ECLI:NL:RBDHA:2023:18106
Rechtbank Den Haag
- Eerste aanleg - enkelvoudig
- Rechtspraak.nl
Afwijzing verzoek om proceskostenvergoeding in asielzaak na inwilliging asielaanvraag
In deze zaak heeft de Rechtbank Den Haag uitspraak gedaan over een verzoek om vergoeding van proceskosten in het kader van een asielprocedure. Verzoekster had eerder een aanvraag om uitstel van vertrek ingediend, welke door de staatssecretaris van Justitie en Veiligheid was afgewezen. Na het indienen van beroep tegen deze afwijzing, heeft de staatssecretaris op 8 februari 2023 de asielaanvraag van verzoekster ingewilligd. Verzoekster trok daarop haar beroep in en vroeg om vergoeding van de proceskosten, omdat zij van mening was dat het bestreden besluit onrechtmatig was.

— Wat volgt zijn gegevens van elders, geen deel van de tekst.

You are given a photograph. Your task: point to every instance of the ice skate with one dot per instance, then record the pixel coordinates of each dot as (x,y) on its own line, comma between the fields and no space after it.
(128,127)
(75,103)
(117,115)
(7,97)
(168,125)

De rechtbank heeft op basis van artikel 8:54 van de Algemene wet bestuursrecht (Awb) zonder zitting uitspraak gedaan. De rechtbank overwoog dat de veroordeling in proceskosten is geregeld in de artikelen 8:75 en 8:75a van de Awb. De rechtbank stelde vast dat de intrekking van het beroep het gevolg was van de inwilliging van de asielaanvraag, waardoor verzoekster geen belang meer had bij haar aanvraag om uitstel van vertrek. De rechtbank concludeerde dat het bestreden besluit niet onrechtmatig was, omdat het bestuursorgaan zijn standpunt niet had herzien en er geen sprake was van tegemoetkomen in de zin van artikel 8:75a van de Awb.
Uiteindelijk heeft de rechtbank het verzoek om proceskostenvergoeding afgewezen, omdat er geen aanleiding was om te concluderen dat het bestreden besluit onjuist of onrechtmatig was genomen. De uitspraak is gedaan door mr. H. Remerie, rechter, en openbaar gemaakt op www.rechtspraak.nl.